By this point, it's safe to say that Laurel Anne Chartow, better known as Laurel Halo, is one of the greats of her generation. Over the last sixteen years, the Los Angeles-based American musician, DJ and Awe record label owner has distinguished herself as a restless and exploratory talent who operates on a multitude of levels. When I think about her trajectory, from the lo-fi, hypnagogic synth-pop of IDM of her early EPs on Hippos In Tanks, to her expansive electronica albums on Hyperdub, and the ambient classical sensibilities of 2018's "Raw Silk Uncut Wood", it seems inevitable that she'd end up composing soundtracks for films.

As far as I'm aware, "Midnight Zone" is Halo's second time around composing a film score. The only other one I can remember is her work for "Possessed" graphic designer and documentary filmmaker Rob Schröder's film about togetherness in the age of the smartphone, where 20th-century state communism was supposed to head, and where we find ourselves now. Halo was the perfect composer choice for that kind of film, and she's also an ideal collaborator for "Midnight Zone"s director, the visual artist Julian Charrière.
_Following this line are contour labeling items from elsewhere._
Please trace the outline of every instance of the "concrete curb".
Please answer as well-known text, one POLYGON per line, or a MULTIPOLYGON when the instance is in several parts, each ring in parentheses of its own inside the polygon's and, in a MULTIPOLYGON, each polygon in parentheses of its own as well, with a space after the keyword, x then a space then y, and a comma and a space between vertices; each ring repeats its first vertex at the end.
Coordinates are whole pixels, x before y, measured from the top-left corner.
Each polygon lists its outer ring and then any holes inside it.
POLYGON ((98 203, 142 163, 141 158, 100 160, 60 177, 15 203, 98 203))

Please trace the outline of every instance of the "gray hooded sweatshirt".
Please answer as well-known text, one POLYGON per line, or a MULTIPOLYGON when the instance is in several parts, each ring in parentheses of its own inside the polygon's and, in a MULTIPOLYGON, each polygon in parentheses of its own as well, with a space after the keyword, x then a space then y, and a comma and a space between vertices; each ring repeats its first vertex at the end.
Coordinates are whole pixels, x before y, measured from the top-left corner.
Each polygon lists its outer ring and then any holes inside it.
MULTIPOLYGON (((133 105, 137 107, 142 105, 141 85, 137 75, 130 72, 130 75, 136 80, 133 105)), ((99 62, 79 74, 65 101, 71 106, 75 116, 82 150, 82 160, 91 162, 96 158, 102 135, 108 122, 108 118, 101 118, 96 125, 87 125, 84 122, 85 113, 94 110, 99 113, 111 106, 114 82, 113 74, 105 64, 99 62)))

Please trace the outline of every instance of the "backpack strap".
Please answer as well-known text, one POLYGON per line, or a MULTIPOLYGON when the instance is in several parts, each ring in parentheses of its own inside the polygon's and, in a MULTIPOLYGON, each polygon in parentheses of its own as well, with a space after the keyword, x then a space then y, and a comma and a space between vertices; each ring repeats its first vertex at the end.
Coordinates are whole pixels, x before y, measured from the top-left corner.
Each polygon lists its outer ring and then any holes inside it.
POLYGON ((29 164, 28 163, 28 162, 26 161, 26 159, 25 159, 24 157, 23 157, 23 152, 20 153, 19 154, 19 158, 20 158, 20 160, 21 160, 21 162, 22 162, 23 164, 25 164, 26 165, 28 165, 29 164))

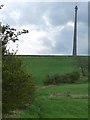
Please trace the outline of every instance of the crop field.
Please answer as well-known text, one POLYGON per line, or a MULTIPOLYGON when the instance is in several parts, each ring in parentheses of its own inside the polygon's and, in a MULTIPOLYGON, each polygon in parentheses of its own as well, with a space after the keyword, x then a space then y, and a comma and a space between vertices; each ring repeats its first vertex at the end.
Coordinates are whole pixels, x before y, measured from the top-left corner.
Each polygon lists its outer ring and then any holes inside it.
POLYGON ((21 118, 88 118, 88 83, 44 86, 46 76, 78 70, 73 57, 21 56, 22 68, 37 86, 33 104, 21 118))

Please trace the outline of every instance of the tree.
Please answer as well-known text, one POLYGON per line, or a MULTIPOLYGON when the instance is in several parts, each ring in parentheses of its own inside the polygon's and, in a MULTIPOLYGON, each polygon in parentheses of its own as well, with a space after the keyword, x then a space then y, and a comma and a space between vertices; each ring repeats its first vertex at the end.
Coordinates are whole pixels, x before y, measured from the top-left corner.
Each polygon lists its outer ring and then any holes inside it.
POLYGON ((16 42, 18 36, 28 30, 17 32, 9 25, 0 25, 0 47, 2 48, 2 113, 3 117, 17 109, 26 108, 34 98, 35 85, 32 76, 22 70, 21 59, 7 50, 9 41, 16 42))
To understand where Charrière and Halo are headed with "Midnight Zone", all you really have to do is take a look at the soundtrack's aquatic cover art. On visual and music levels, this is a descent into the depths of the ocean. But for further exposition, here's a brief quote from the soundtrack sales notes: "Following the path of a drifting Fresnel lighthouse lens as it descends through the Clarion-Clipperton Fracture Zone — a remote abyssal plain in the Pacific Ocean, rich in rare metals and increasingly targeted for deep-sea mining — the film traces a descent into one of Earth’s last untouched ecosystems."

Over nine pieces ranging in length from 1:53 to 11:12, Halo works with a Montage 8 Synthesiser and a Yamaha TransAcoustic piano, combining their unique sound palettes with violin, viola da gamba, and ocean recordings to create a musical mode that feels like it's being performed while submerged.
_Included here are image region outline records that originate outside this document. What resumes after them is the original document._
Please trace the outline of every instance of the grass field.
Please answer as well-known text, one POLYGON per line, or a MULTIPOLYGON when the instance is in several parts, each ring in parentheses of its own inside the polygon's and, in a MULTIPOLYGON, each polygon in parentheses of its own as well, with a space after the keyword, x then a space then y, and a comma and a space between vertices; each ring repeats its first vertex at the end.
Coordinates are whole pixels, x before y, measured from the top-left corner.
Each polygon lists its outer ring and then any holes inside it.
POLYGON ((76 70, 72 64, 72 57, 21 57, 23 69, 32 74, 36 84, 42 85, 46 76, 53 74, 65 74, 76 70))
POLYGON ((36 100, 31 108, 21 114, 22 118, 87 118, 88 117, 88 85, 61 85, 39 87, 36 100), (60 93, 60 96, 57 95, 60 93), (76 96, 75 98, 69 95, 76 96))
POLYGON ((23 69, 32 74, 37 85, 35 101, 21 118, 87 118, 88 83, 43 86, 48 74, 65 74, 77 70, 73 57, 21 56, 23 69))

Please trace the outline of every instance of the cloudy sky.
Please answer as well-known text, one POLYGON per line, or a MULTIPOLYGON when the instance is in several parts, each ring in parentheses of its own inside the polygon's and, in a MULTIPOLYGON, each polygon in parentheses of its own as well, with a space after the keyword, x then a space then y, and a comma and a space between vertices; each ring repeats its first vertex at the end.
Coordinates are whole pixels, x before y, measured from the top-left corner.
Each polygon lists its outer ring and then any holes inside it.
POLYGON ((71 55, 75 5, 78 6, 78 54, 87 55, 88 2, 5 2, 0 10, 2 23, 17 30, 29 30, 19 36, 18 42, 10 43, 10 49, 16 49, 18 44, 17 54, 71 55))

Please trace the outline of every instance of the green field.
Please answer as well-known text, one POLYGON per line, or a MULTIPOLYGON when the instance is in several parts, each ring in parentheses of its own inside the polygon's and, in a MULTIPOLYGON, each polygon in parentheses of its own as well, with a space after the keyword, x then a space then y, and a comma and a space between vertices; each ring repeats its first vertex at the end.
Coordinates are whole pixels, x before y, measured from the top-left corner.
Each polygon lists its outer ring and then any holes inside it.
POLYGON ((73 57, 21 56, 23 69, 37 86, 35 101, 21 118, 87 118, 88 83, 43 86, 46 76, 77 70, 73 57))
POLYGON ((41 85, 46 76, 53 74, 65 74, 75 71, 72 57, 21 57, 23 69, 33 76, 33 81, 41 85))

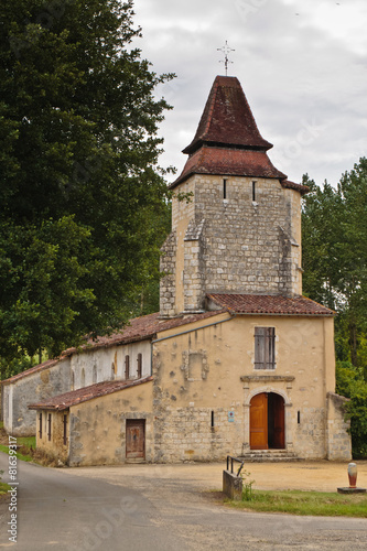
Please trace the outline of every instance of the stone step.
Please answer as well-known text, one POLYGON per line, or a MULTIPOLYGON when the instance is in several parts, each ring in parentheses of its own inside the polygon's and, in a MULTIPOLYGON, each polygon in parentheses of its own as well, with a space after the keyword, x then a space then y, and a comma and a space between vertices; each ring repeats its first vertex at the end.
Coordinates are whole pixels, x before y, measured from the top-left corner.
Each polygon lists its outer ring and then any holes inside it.
POLYGON ((285 463, 303 461, 301 457, 298 457, 294 452, 288 452, 287 450, 251 450, 250 452, 242 454, 238 458, 245 461, 246 463, 285 463))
When I first listened to "Midnight Zone," I found the experience eerily transportive. Whenever I closed my eyes, I could have very easily been inside a tiny submarine, heading deeper and deeper into the abyss with nothing to guide me but sound. I also thought about the final scene in Luc Besson's 1988 film, "Le Grand Bleu," where the free diver Jacques Mayol greets a dolphin deep underwater, before following it into the depths.

Eric Serra's soundtrack for "Le Grand Bleu" is one of the most aquatic film OSTs I've heard, but while he treats the ocean through a sparkly lens that reminds me of sunlight reflecting on rippling water, "Midnight Zone" is all about what happens beneath the waters. In a sense, it's almost an inversion of Hemingway's iceberg theory. Don't worry about the twenty percent of the iceberg you can see from above. Let's focus on the eighty percent below.

From the opening hum of Halo's long, textural drone piece, 'Sunlight Zone', her work here reveals itself as perfectly positioned to reward deep listening. Over just over eleven minutes, you can feel an ever-increasing level of hydrostatic pressure weighing down on the music. At first, her dronescape feels lonely and forlorn, but over time, flickers of life begin to emerge throughout the mix. It might be deep and dark down here, but the Clarion-Clipperton Fracture Zone is full of life.

Halo's "Midnight Zone" soundtrack is very much one of those suites you listen to as a suite. While you do so, the pieces blend and blur in and out of each other. For example: a warm, hypnotic tone on 'Abyss', shimmering synthesiser twinkles at points throughout 'Oreison', and the ghostly wails of 'Polymetallic Nodule'. It's easy to lose track of which piece you're listening to, and surprisingly, by the time the album ends, the descent has been far swifter than we might have ever expected.

Best to give it a second spin, I reckon. This time around, the journey very much is the destination.

Midnight Zone (Original Soundtrack to the Film by Julian Charrière) is out now in vinyl, CD and digital formats.